Interview with Edward Mitterrand & Annett Höland

Reading time: 4 Min
VP Bank has been promoting art and culture since its founding. Much has happened in the field of digital assets in recent years. For example, blockchain technology is opening up new possibilities in the art market. Among other things, tokenisation can be used to divide up art in such a way that it meets different needs. Edward Mitterrand, international art advisor, and Annett Höland, curator of the VP Bank Art Foundation, give us an insight into their work and the technological development of the art market:

Ms Höland, Mr Mitterrand, can you briefly describe your career?

Annett Höland: I have been working as a curator since 2013 and have dedicated my professional career to various curatorial projects in changing constellations for exhibition spaces in Liechtenstein and the surrounding region. In 2017, I recorded and prepared the works of the late Liechtenstein artist Elisabeth Büchel. One year later, I redesigned the location of VP Bank Zurich on a project basis. Since 2019, I have been the curator of the VP Bank Art Foundation.

Edward Mitterrand: I founded a company in the UK in the late 90s, worked as an art dealer and organised sculpture exhibitions worldwide. In the '00s, I opened a gallery in Geneva and one in Zurich. With both galleries I participated in art fairs and exhibited both young and renowned artists. In 2015, I decided to focus on my consulting work. Today I advise financial intermediaries and their clients. I draw on traditional art consultancy, but also on new financial instruments such as tokenisation.

Mr Mitterrand, how do you go about researching and evaluating art for clients?

Edward Mitterrand: First, we create a profile of the client and define the budget, the number of works and the style. In the next step, we narrow down the selection to the most important artists. We always make sure that our clients receive an appropriate price, that the relevant documentation is available and that the condition of the artwork is impeccable. To value an existing work of art, we take into account technical and financial factors, as well as the work's future potential and current market sentiment. To value an existing work of art, we take into account technical and financial factors, as well as the work's future potential and current market sentiment.

Ms Höland, what is the collection concept of the VP Bank Art Foundation?

Annett Höland: Different positions of painting in the non-representational area from the post-war period to the present form the focus of today's collection activities. The collection began in the 1970s and received a sharpened collection concept as a result of the VP Bank Art Foundation, which was founded in 1996. Through acquisitions, contemporary artists from Switzerland and abroad are promoted and the collection is continually expanded.

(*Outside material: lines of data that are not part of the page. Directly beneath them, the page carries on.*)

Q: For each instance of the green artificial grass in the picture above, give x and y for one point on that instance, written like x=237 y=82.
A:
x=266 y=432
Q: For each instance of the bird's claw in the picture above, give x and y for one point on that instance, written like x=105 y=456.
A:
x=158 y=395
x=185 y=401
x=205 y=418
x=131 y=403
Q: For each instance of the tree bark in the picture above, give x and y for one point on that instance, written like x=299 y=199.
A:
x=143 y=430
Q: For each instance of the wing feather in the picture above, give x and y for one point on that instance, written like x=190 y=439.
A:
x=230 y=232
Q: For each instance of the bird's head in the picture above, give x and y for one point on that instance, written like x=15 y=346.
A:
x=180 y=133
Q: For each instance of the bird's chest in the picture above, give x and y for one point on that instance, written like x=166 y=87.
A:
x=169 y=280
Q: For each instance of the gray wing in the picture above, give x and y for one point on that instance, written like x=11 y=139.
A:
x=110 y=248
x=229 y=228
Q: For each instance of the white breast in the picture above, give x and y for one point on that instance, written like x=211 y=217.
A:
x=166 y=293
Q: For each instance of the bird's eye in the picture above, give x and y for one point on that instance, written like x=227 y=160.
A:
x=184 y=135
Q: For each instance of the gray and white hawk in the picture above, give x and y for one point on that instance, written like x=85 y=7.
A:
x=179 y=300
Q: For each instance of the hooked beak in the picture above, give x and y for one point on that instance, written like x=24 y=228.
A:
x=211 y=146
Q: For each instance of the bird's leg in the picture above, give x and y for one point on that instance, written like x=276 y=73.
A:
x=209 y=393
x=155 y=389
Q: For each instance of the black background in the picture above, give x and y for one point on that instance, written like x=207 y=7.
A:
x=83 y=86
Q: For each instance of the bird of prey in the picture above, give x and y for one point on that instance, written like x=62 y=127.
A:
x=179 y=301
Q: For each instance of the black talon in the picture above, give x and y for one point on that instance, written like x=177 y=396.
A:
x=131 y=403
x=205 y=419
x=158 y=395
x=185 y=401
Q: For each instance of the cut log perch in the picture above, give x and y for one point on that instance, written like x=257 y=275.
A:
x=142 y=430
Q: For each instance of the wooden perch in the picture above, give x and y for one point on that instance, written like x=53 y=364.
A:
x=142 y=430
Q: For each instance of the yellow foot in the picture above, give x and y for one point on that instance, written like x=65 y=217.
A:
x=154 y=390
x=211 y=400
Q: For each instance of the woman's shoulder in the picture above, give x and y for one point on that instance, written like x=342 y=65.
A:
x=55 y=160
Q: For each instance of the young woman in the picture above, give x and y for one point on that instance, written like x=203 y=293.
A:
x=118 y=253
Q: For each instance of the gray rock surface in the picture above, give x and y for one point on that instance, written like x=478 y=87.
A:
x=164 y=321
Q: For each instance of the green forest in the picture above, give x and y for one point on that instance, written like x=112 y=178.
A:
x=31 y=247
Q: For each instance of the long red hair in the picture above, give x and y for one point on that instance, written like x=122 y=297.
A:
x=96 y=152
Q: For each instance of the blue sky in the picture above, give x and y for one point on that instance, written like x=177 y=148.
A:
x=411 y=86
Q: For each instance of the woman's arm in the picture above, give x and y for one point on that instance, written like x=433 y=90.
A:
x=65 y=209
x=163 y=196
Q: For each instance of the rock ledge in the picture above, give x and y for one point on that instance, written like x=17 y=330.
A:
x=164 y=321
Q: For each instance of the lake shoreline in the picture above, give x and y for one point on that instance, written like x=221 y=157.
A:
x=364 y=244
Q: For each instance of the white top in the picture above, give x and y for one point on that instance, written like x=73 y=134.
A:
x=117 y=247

The works are exhibited on the premises of VP Bank and invite intellectual and aesthetic engagement in the everyday business environment. As the works are presented in a non-museum setting, the extent to which the needs of the place of work can be reconciled with those of the exhibition venue must be constantly re-examined. The spatial framework conditions of the working environment have a decisive influence on the concrete design of the collection policy. This concerns not only the placement of the works, but also their mediation.

Does the VP Bank Art Foundation also purchase works as an investment?

Annett Höland: In accordance with the statutes, purchases are made solely for the purpose of promoting the arts and not as an investment. The VP Bank Art Foundation does not speculate on a profitable sale and only sells works of art in very rare cases.

VP Bank has always supported culture and art. This is done through sponsoring as well as through the VP Bank Foundation, which was established on the occasion of the Bank's 50th anniversary. The VP Bank Art Foundation has pursued the goal of supporting artists through the purchase and mediation of art since its inception. In this way, as many people as possible - clients and employees alike - will be able to enjoy art as an inspiring overall experience.

Mr Mitterrand, where do you see the role of the metaverse, where real goods can be digitised and bought, presented and sold in the future?

Edward Mitterrand: So far, only a few digital artworks have been created in the context of NFT distribution by young or established artists. Nevertheless, the future of art is digital. The metaverse will be a massive repository for the digitisation of the art world. Artists, curators and collectors will present digital or digitised art in web3 environments that will become more and more compelling thanks to technological advances. Quite apart from the fact that provenance and ownership will no longer be an issue, tokens will issue certificates based on smart contracts created at the time of each artwork's creation or registered at some other specific time.

Speaking of tokenisation: Ms Höland, are there plans to tokenise individual works in the future?

Annett Höland: At the moment, the VP Bank Art Foundation is working out a project together with the Digital Assets team on the topic of tokenisation. This project should enable us not only to make works physically tangible, but also to communicate them digitally.

Note: The views and opinions expressed in the expert interview may differ from those of VP Bank.